Inwieweit dies bei den zahlreichen indianischen Nationen hätte Realität werden können, bleibt natürlich Spekulation. Tatsache ist jedoch, dass der gesellschaftliche Entwicklungsstand der amerikanischen Siedler (mit ihrer primär europäischen Prägung) kaum vergleichbar mit den Jägern und Sammlern der Nomadenstämme war, die im Kern ihre urzeitlichen Lebensgewohnheiten beibehielten. Der Autor setzt mit seinem alternativen Geschichtsverlauf voraus, dass die Indianer sich innerhalb einer Generation von der Steinzeit (Pfeil und Bogen samt Tomahawk) in die Moderne (Granaten, Tretminen und Maschinengewehre) katapultieren und taktische Konzepte plus Gefechtsstrategien diszipliniert umsetzen konnten. Er umschreibt diese seltsame Turbo-Verwandlung mit dem Satz: „Die Indianer waren plötzlich zu etwas anderem geworden“. Dies reicht meines Erachtens aber nicht, um ihnen glaubhaft die Entwicklung „der ersten Luftwaffe der Welt“ zuzutrauen, wie es Cruz-Smith tut. Hier fehlt - neben den technischen Ausbildungsstätten - vor allem die Technik-Affinität bei Naturvölkern, die Schußwaffen nicht selbst erfanden und weiterentwickelten, sondern diese erbeuteten oder erwarben.
Fraglich ist zudem, ob eine durch eine Indianernation in Ost und West geteilte USA überhaupt die Fähigkeit und Motivation gehabt hätte, etwa den (vom Autor explizit angesprochenen) Vietnamkrieg zu führen. Allein der Schutz der Außen- und Binnengrenzen hätte Truppen und Energie gebunden, Mexiko hatte ja bereits immense Gebiete an die USA verloren (Revanchegedanke) und Großbritannien (im Buch den USA gegenüber feindselig) stand quasi an der Nordgrenze (Kanada). Auch der Immigrantenstrom in die überfüllte Staaten mit wenig wirtschaftlichem Wachstum (Keine Transportwege „Coast to Coast“) wäre versiegt, daher bleibt schon fraglich, woher die Soldaten für interkontinentale Einsätze hätten kommen sollen. Die Vorstellung des Autors, dass karibische Staaten, Kuba und die Philippinen Bundesstaaten der USA wurden, mag manchem gefallen, bleibt aber vor diesem Hintergrund doch eher unwahrscheinlich.
Da die geopolitische Statik vollkommen anders gewesen wäre, muß hinterfragt werden, ob der Norden überhaupt den (im Buch ebenso erwähnten) Sezessionskrieg siegreich überstanden hätte.

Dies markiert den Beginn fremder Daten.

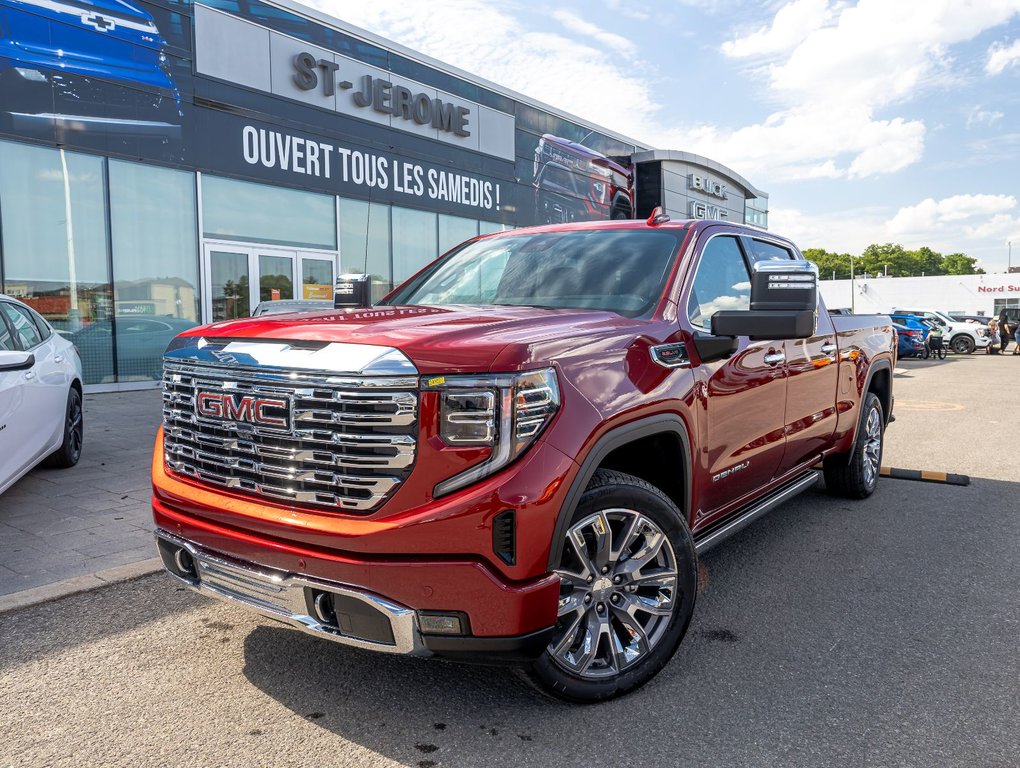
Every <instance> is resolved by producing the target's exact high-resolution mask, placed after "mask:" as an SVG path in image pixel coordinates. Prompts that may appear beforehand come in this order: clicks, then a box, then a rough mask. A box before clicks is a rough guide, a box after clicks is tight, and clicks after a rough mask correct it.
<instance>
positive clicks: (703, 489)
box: [681, 227, 786, 525]
mask: <svg viewBox="0 0 1020 768" xmlns="http://www.w3.org/2000/svg"><path fill="white" fill-rule="evenodd" d="M705 233H706V234H707V235H708V240H707V241H705V243H704V245H703V246H701V249H700V250H701V253H700V255H699V256H698V263H697V266H696V272H695V277H694V279H693V280H692V281H691V287H690V288H688V289H687V293H686V295H685V296H683V297H681V302H683V303H682V304H681V306H684V307H685V309H686V318H687V320H688V321H690V323H691V329H692V332H693V335H694V336H695V338H696V339H698V338H699V337H701V338H703V339H704V338H711V334H710V330H711V317H712V315H713V314H714V313H715V312H717V311H718V310H721V309H749V308H750V305H751V271H750V267H749V261H748V258H747V256H746V255H745V252H744V246H743V244H742V243H741V238H739V237H738V236H737V235H734V234H730V233H727V232H726V231H725V228H724V227H708V228H707V229H705ZM713 233H715V234H713ZM696 346H697V344H696ZM783 358H784V353H783V346H782V342H762V341H756V342H752V341H751V340H750V339H748V338H747V337H741V338H738V339H737V349H736V352H735V353H734V354H733V355H732V356H730V357H729V358H728V359H723V360H713V361H711V362H703V363H701V364H696V365H695V366H694V370H695V374H696V376H697V377H698V380H699V387H698V392H699V394H700V397H699V400H700V403H699V405H700V408H701V412H700V414H699V417H700V424H699V432H700V441H699V446H700V453H699V455H698V457H697V458H696V461H695V482H696V484H697V485H698V487H699V488H698V489H696V495H695V498H696V499H699V500H700V505H699V506H700V509H697V510H696V511H695V517H696V525H701V524H707V523H708V522H709V521H710V519H711V518H712V517H714V516H716V515H718V514H719V513H721V512H722V511H723V509H724V508H725V507H726V506H727V505H730V504H732V503H733V502H736V501H737V500H739V499H741V498H742V497H744V496H746V495H747V494H749V493H751V492H752V491H756V490H757V489H759V488H761V487H762V485H764V484H765V483H767V482H768V481H769V480H771V479H772V478H773V476H774V475H775V473H776V471H777V470H778V468H779V464H780V461H781V460H782V454H783V447H784V444H785V434H784V429H783V424H784V423H785V422H784V414H785V408H786V366H785V364H784V362H783Z"/></svg>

Wenn Großbritannien die Bildung einer Indianernation unterstützte, dann sicherlich auch die Konföderierten Staaten von Amerika („Divide et impera“). Der Schluß des Romans auf den letzten beiden Seiten wirkt seltsam willkürlich drangehängt, als hätte der Verlagslektor dem Autor das Manuskript aus der Hand gerissen, weil schon längst Abgabetermin war. Hier gibt es plötzlich einen Twist, der den gesamten vorherigen Spannungsaufbau ad absurdum führt. Schade drum, das Buch hätte ein logisches Ende verdient.